İlkokul eğitimini eve getiren, İngiliz ve Alman öğretmenlerle tamamlamış, sonrasında İstanbul’da Arnavutköy Amerikan Kolejinde okumuştu.
İngiltere’de Tudor Hall School’da lisansını ilerletmişti.
Halide Edip Adıvar’ın öğrencisiydi.
Tevfik Fikret’ten, Halit Ziya Uşaklıgil’den dersler almıştı.
Ana dili seviyesinde İngilizce, ileri derecede, Almanca, Fransızca ve Farsça konuşuyordu.
Rumca ve İtalyanca da biliyordu.
Piyano çalıyordu.
Mükemmel bir biniciydi.
Atın eyerine süvari gibi otururdu
Sorbonne Üniversitesinde siyaset v3 hukuk okudu.
29 Ocak 1923’te evlendiler.
Latife Paris’ten aldığı, koyu gri sade bir elbise giymişti.
Saçına beyaz, ipek başörtüsü atmıştı.
Aslında elbette bembeyaz bir gelinlik giymek istiyordu ama kayınvalidesi Zübeyde Hanım yeni vefat etmişti.
Onun matemi vardı.
Hayatının bu en mutlu gününde fedakarlıkta bulunmak, vakarlı olmak zorundaydı.
Mustafa Kemal, üç parçalı lacivert bir takım elbise giymişti.
Kırmızı gravat tercih etmiş, ceketinin üst cebinde beyaz keten mendil, başında astragan bir kalpak vardı.
Eşine; altın bir muhafaza içinde, kibrit kutusu büyüklüğünde el yazması Kuran-ı Kerim ve Akik taşlı bir broş hediye etti.
Latife ise ona, gümüş sigara tabakası ile bir kravat iğnesi verdi.
Nikahtan sonra 5o kadar davetliye ‘çay partisi’ düzenlediler.
Misafirlere şekerleme ikram edildi, fakirlere yemek dağıtıldı.
Latife hanım Mustafa Kemal’in tabiri ile “dişi yaveri”ydi.
Sabahları çok erken kalkıyor, yabancı gazeteleri okuyup notlar alıyor, sabah kahvesiyle birlikte Mustafa Kemal’e sunum yapıyordu.
Ayrıca yurt gezilerine eşlik ediyor, bağnazlığa karşı Anadolu Kadını’nı yüreklendiriyor, yabancı diplomatlara ayrılan loca’dan Türkiye Büyük Millet Meclisi oturumlarını izliyor, bazı keyifli akşamlarda Mustafa Kemal’e sevdiği şarkıları piyanosuyla çalıyordu.

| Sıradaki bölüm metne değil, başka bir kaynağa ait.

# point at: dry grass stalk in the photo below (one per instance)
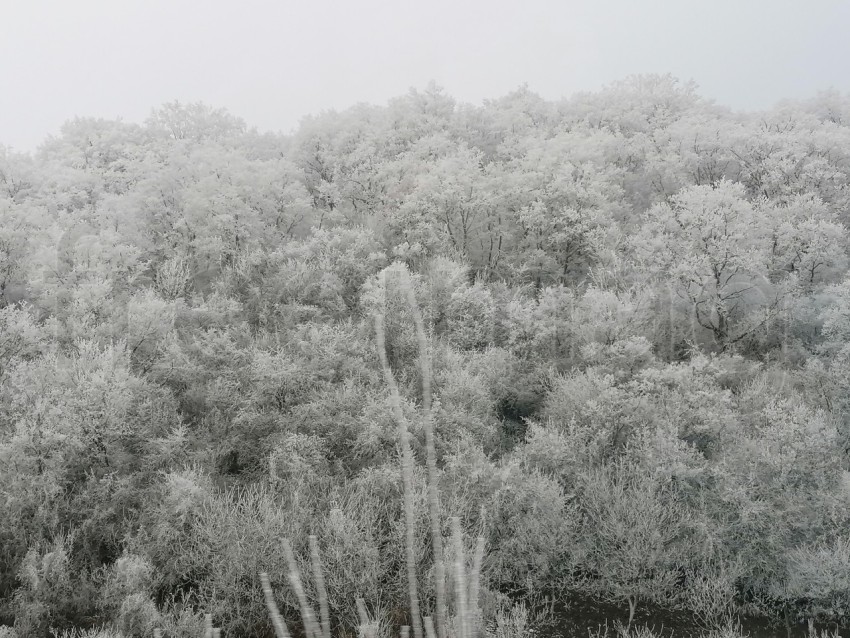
(320, 587)
(311, 626)
(407, 474)
(367, 627)
(280, 628)
(429, 628)
(430, 461)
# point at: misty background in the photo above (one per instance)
(273, 62)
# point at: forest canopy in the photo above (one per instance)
(637, 305)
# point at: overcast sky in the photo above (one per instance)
(274, 61)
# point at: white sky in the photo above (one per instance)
(274, 61)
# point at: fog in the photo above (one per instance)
(273, 62)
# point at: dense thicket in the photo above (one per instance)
(638, 307)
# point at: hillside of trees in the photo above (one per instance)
(637, 315)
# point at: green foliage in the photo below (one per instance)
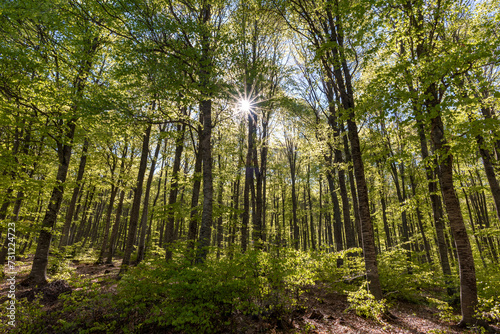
(365, 305)
(183, 297)
(28, 315)
(341, 277)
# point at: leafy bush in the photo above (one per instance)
(445, 310)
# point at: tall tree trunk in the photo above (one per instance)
(437, 209)
(193, 222)
(72, 205)
(145, 206)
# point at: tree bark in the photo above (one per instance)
(38, 274)
(468, 288)
(71, 209)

Ona “Kemal” diye adıyla hitap ediyordu.
Eşinin bulunmadığı ortamlarda, üçüncü kişilerle sohbet ederken de asla “Gazi” veya “Cumhur Reisi” diye söz etmiyordu.
“Kemal şu kararı verdi, Kemal şuraya gitti” gibi konuşurdu.

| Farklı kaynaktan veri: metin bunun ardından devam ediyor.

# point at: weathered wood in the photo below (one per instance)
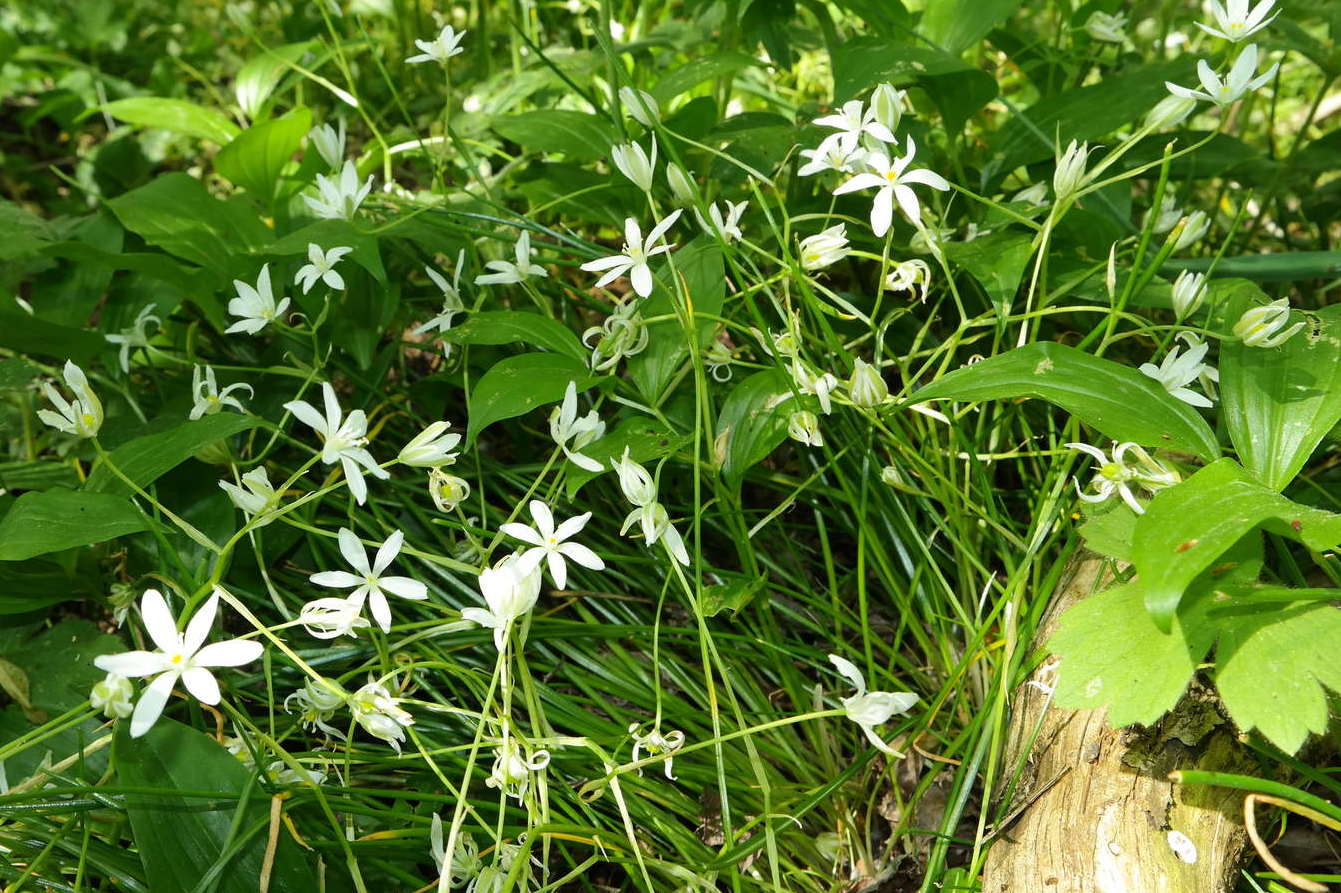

Sadece eş durumunda değil, daima “eşit” durumundaydı.
“Bağımsızlık benim karakterimdir” diyen Mustafa Kemal’in “bağımsız karakterli aşkı”ydı.
Türkiye’de kadınların, henüz seçme ve seçilme hakkı yokken, kendisine oy verilen tarihteki ilk kadındı.

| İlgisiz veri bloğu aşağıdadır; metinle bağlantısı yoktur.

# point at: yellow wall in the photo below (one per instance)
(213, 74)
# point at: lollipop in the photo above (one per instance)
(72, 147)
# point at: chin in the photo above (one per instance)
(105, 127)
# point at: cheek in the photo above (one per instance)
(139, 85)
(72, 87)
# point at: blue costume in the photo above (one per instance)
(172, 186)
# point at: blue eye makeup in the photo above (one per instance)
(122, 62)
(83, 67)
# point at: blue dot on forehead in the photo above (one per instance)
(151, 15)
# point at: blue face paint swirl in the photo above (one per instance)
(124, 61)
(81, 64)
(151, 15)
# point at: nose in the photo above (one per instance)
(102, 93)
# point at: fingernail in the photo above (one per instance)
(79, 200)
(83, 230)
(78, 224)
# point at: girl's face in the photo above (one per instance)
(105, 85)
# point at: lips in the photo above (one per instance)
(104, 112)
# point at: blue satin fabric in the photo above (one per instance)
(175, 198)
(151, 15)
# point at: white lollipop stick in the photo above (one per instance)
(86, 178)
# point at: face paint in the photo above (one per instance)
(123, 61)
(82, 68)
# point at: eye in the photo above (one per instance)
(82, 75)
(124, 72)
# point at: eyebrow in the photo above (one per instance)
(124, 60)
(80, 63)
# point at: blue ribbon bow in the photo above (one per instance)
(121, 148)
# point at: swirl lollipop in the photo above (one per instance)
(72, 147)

Haziran 1923’de yapılan Türkiye’nin ilk genel seçiminde, aday olmadığı halde, hukuken aday olma hakkı bulunmadığı halde, İzmir’de ve Konya’da Latife’ye oy çıktı.
Gazeteler aracılığıyla teşekkür telgrafı yayınladı:
“Bana mebus seçiminde oy verilmiş olmasını, şahsım adına değil, Türk kadınına yönelik bir takdir olması nedeni ile heyecanla karşılıyorum. Şükranlarımı arz ederim”dedi.